The state space has `37` dimensions and contains the agent's velocity, along with ray-based perception of objects around agent's forward direction.  A reward of `+1` is provided for collecting a yellow banana, and a reward of `-1` is provided for collecting a blue banana. 

Run the code cell below to print some information about the environment. On Windows you should see the Unity environment popping up.

In [None]:
#env = UnityEnvironment(file_name="/data/Banana_Linux_NoVis/Banana.x86_64")
env = UnityEnvironment(file_name="Banana/Banana.exe")

brain_name = env.brain_names[0]
brain = env.brains[brain_name]
                   
env_info = env.reset(train_mode=True)[brain_name]
state = env_info.vector_observations[0]
state_size = len(state)
action_size = brain.vector_action_space_size
print("state size:", state_size)
print("action size:", action_size)

### 3. Train the Agent
Let's train the agent.  
The training will stop if desired score or n_episodes (max) is reached. Each episode can last at most max_t steps.  
The policy randomness is regulated via eps parameter: eps = eps_max = 1 means the action selection (policy) is completely randomic; eps = 0 means the policy is greedy (best value action ever selected).

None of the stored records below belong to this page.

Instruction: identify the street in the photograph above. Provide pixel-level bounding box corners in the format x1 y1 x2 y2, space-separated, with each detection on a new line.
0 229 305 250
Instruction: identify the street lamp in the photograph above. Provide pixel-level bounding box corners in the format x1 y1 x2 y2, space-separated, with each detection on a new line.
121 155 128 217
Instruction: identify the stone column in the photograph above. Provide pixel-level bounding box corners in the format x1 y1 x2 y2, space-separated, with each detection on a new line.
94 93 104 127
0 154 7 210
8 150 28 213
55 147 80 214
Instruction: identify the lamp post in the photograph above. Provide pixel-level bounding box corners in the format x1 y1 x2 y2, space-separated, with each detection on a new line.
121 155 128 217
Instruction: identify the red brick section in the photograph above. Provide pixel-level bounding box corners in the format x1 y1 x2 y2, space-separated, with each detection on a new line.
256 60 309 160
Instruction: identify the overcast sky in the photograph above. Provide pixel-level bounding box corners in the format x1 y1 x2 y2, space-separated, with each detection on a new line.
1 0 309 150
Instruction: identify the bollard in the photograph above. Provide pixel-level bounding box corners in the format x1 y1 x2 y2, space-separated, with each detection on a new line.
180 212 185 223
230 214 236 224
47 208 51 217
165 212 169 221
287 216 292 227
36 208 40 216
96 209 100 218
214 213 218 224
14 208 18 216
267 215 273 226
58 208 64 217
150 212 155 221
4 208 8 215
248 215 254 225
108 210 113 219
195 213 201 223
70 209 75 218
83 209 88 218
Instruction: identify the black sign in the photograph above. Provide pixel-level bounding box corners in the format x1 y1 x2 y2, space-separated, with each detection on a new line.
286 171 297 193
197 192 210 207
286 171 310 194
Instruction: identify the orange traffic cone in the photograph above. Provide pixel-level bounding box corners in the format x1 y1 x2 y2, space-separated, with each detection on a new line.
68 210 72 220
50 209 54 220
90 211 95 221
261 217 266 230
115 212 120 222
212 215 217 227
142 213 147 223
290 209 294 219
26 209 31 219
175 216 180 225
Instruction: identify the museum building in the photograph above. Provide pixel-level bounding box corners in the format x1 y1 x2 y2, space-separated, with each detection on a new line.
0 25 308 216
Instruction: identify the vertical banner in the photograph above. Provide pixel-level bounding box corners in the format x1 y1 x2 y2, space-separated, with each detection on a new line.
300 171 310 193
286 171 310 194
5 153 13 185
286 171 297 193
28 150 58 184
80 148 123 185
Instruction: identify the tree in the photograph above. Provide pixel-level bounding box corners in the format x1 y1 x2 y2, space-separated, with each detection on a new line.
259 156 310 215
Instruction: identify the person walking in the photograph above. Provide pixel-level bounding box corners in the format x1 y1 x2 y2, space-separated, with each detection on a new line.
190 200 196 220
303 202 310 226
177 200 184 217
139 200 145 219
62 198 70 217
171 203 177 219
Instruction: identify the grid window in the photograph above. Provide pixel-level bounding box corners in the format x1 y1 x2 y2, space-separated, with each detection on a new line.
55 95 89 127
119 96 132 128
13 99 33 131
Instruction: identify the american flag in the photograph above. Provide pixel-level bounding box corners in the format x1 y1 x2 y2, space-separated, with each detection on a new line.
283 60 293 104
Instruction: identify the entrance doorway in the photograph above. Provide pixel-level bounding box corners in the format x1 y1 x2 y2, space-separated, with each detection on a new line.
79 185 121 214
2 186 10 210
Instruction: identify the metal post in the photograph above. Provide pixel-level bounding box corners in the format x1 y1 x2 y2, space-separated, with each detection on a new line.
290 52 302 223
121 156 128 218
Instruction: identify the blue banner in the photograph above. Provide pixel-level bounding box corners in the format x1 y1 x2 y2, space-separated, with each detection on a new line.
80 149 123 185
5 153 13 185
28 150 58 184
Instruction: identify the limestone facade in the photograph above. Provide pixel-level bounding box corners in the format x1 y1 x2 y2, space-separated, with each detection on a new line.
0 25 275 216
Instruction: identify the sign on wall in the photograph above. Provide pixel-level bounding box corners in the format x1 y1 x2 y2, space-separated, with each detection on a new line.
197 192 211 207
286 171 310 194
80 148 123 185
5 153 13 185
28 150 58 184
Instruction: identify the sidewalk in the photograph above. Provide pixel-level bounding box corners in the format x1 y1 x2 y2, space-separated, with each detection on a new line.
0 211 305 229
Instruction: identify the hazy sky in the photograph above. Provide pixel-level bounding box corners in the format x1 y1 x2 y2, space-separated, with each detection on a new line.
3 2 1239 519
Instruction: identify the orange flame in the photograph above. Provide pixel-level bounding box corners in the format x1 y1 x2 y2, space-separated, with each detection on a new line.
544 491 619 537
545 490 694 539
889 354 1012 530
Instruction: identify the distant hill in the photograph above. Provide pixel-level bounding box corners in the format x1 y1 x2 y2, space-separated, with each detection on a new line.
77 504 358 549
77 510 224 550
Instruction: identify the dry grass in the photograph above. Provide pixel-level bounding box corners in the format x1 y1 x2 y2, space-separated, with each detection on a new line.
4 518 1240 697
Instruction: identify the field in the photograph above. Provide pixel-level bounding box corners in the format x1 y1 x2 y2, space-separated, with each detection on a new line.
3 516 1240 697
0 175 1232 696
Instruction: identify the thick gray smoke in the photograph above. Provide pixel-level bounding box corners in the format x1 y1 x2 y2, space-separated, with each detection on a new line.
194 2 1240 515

Here, eps is maximum at the beginning (eps_start = eps_max) and decays by eps_decay after each episode, till eps_end.

In [None]:
import random
import torch
from collections import namedtuple, deque
from agent import Agent
agent = Agent(state_size, action_size, seed=0)

def dqn(n_episodes=1800, desired_score= 16.0, max_t=1000, eps_start=1.0, eps_end=0.01, eps_decay=0.993):
    """Deep Q-Learning.
    
    Params
    ======
        n_episodes (int): maximum number of training episodes
        max_t (int): maximum number of timesteps per episode
        eps_start (float): starting value of epsilon, for epsilon-greedy action selection
        eps_end (float): minimum value of epsilon
        eps_decay (float): multiplicative factor (per episode) for decreasing epsilon
    """
    scores = []                        # list containing scores from each episode
    scores_window = deque(maxlen=100)  # last 100 scores
    eps = eps_start                    # initialize epsilon

    for i_episode in range(1, n_episodes+1): 
        env_info = env.reset(train_mode=True)[brain_name]    # reset the environment
        state = env_info.vector_observations[0]              # get the current state
        score = 0
        for t in range(max_t):
            action = agent.act(state, eps)                   # pick an action 
            action = int(action)
            
            env_info   = env.step(action)[brain_name]        # make the environment react
            next_state = env_info.vector_observations[0]     # get the next state
            reward     = env_info.rewards[0]                 # get the reward
            done       = env_info.local_done[0]              # see if episode has finished
            
            agent.step(state, action, reward, next_state, done)  # pass the env reaction to the agent and let it learn
            state = next_state
            score += reward
            if done:
                break 
        scores_window.append(score)       # save most recent score
        scores.append(score)              # save most recent score
        
        eps = max(eps_end, eps_decay*eps) # decrease epsilon
        print('\rEpisode {}\tAverage Score: {:.2f}'.format(i_episode, np.mean(scores_window)), end="")
        if i_episode % 100 == 0:
            print('\rEpisode {}\tAverage Score: {:.2f}'.format(i_episode, np.mean(scores_window)))
        if np.mean(scores_window)>=desired_score:
            print('\nEnvironment solved in {:d} episodes!\tAverage Score: {:.2f}'.format(i_episode-100, np.mean(scores_window)))
            torch.save(agent.qnetwork_local.state_dict(), 'checkpoint.pth')
            break
    return scores

scores = dqn()

In [None]:
env.close()

### 4. Plot training results
If training was successful, the desired score was achieved.
Let's see how: episode by episode (on average).  
(If training failed, run again.)

In [None]:
# Install necessary packages...

!pip3 install box2d

import matplotlib.pyplot as plt
%matplotlib inline

!python -m pip install pyvirtualdisplay
from pyvirtualdisplay import Display
display = Display(visible=0, size=(1400, 900))
display.start()

is_ipython = 'inline' in plt.get_backend()
if is_ipython:
    from IPython import display

plt.ion()

In [None]:
#... plot the scores
fig = plt.figure()
ax = fig.add_subplot(111)
plt.plot(np.arange(len(scores)), scores)
plt.ylabel('Score')
plt.xlabel('Episode #')
plt.show()

In [None]:
from unityagents import UnityEnvironment

#env = UnityEnvironment(file_name="/data/Banana_Linux_NoVis/Banana.x86_64")
env = UnityEnvironment(file_name="Banana/Banana.exe")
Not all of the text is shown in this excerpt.